Feria

ALL’INGRESSO
Le tue mani, Signore, mi hanno plasmato;
dammi forza di intendere i tuoi precetti.
Anelo alla salvezza che viene da te e medito la tua legge.

LETTURA Sir 38, 34c – 39, 10
Lettura del libro del Siracide

Differente è il caso di chi si applica a meditare la legge dell’Altissimo. Egli ricerca la sapienza di tutti gli antichi e si dedica allo studio delle profezie. Conserva i detti degli uomini famosi e penetra le sottigliezze delle parabole, ricerca il senso recondito dei proverbi e si occupa degli enigmi delle parabole.
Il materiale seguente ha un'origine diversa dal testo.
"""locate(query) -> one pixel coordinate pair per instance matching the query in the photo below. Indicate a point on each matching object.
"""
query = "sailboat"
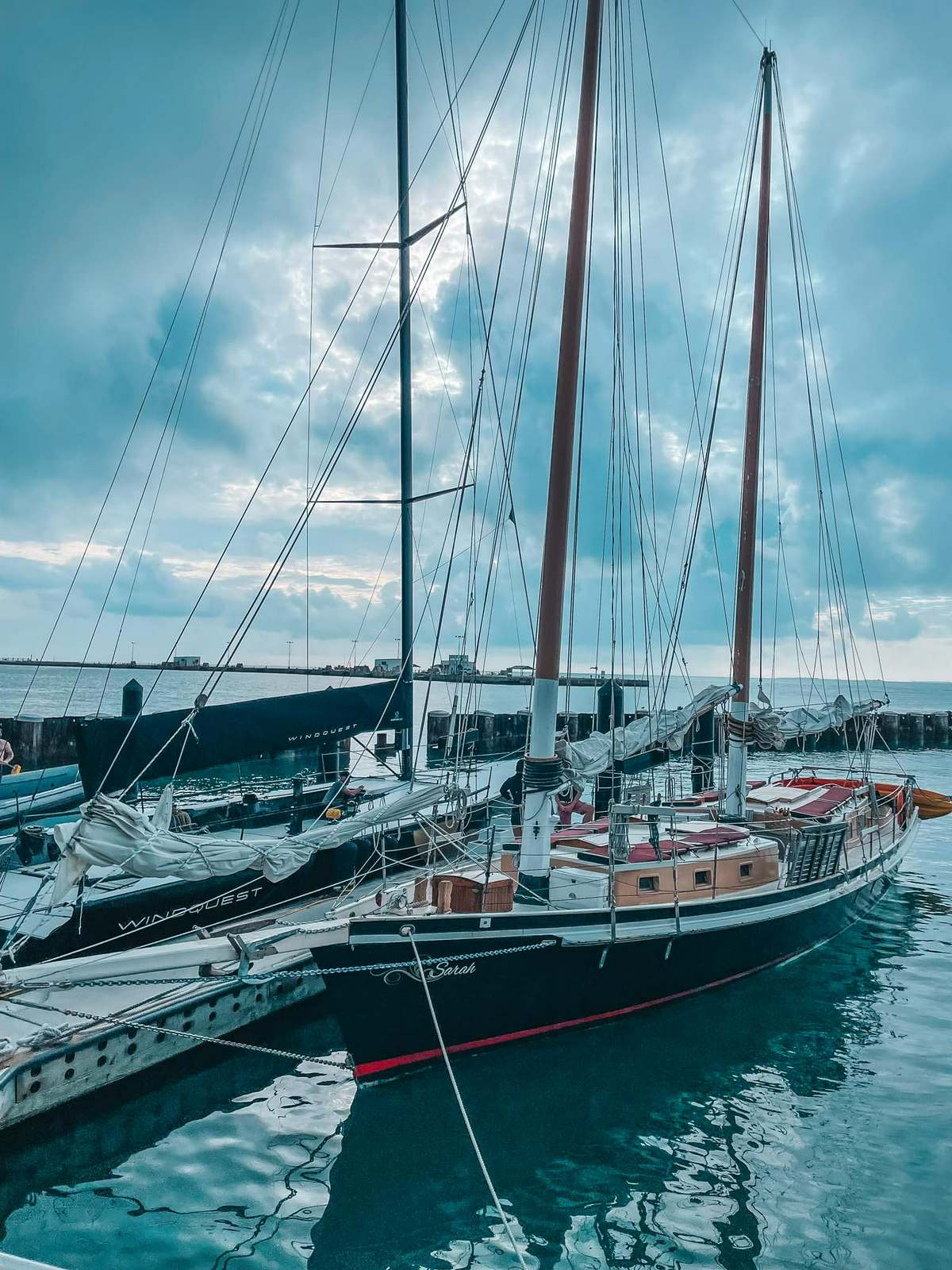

Svolge il suo compito fra i grandi, lo si vede tra i capi, viaggia in terre di popoli stranieri, sperimentando il bene e il male in mezzo agli uomini. Gli sta a cuore alzarsi di buon mattino per il Signore, che lo ha creato; davanti all’Altissimo fa la sua supplica, apre la sua bocca alla preghiera e implora per i suoi peccati. Se il Signore, che è grande, vorrà, egli sarà ricolmato di spirito d’intelligenza: come pioggia effonderà le parole della sua sapienza e nella preghiera renderà lode al Signore. Saprà orientare il suo consiglio e la sua scienza e riflettere sui segreti di Dio. Manifesterà la dottrina del suo insegnamento, si vanterà della legge dell’alleanza del Signore.
Molti loderanno la sua intelligenza, egli non sarà mai dimenticato; non scomparirà il suo ricordo, il suo nome vivrà di generazione in generazione. I popoli parleranno della sua sapienza, l’assemblea proclamerà la sua lode.

SALMO Sal 62 (63)

Io cerco il tuo volto, Signore.

O Dio, tu sei il mio Dio, dall’aurora io ti cerco,
ha sete di te l’anima mia, desidera te la mia carne
in terra arida, assetata, senz’acqua. R

Così nel santuario ti ho contemplato,
guardando la tua potenza e la tua gloria.
Poiché il tuo amore vale più della vita,
le mie labbra canteranno la tua lode. R

Così ti benedirò per tutta la vita:
nel tuo nome alzerò le mie mani.
Come saziato dai cibi migliori,
con labbra gioiose ti loderà la mia bocca. R

Quando nel mio letto di te mi ricordo
e penso a te nelle veglie notturne,
a te che sei stato il mio aiuto,
esulto di gioia all’ombra delle tue ali.
A te si stringe l’anima mia:
la tua destra mi sostiene. R

VANGELO Mc 8, 1-9
✠ Lettura del Vangelo secondo Marco

In quei giorni, poiché vi era di nuovo molta folla e non avevano da mangiare, il Signore Gesù chiamò a sé i discepoli e disse loro: «Sento compassione per la folla; ormai da tre giorni stanno con me e non hanno da mangiare. Se li rimando digiuni alle loro case, verranno meno lungo il cammino; e alcuni di loro sono venuti da lontano». Gli risposero i suoi discepoli: «Come riuscire a sfamarli di pane qui, in un deserto?». Domandò loro: «Quanti pani avete?». Dissero: «Sette». Ordinò alla folla di sedersi per terra. Prese i sette pani, rese grazie, li spezzò e li dava ai suoi discepoli perché li distribuissero; ed essi li distribuirono alla folla. Avevano anche pochi pesciolini; recitò la benedizione su di essi e fece distribuire anche quelli. Mangiarono a sazietà e portarono via i pezzi avanzati: sette sporte. Erano circa quattromila. E li congedò.

DOPO IL VANGELO
Signore, tu sei nostro Padre e noi siamo fatti da te.
Noi siamo povera argilla plasmata dalle tue mani.

ALLO SPEZZARE DEL PANE
Fa’ splendere il tuo volto sul tuo servo e salvami,
per tua misericordia.
Che io non resti confuso, Signore,
perché ti ho invocato.

ALLA COMUNIONE
Per amore e misericordia tu ci hai redento, Signore.
Ci hai sorretto e fatto crescere nel tempo, giorno dopo giorno,
perché sei il nostro Padre e Salvatore che vivi nei secoli.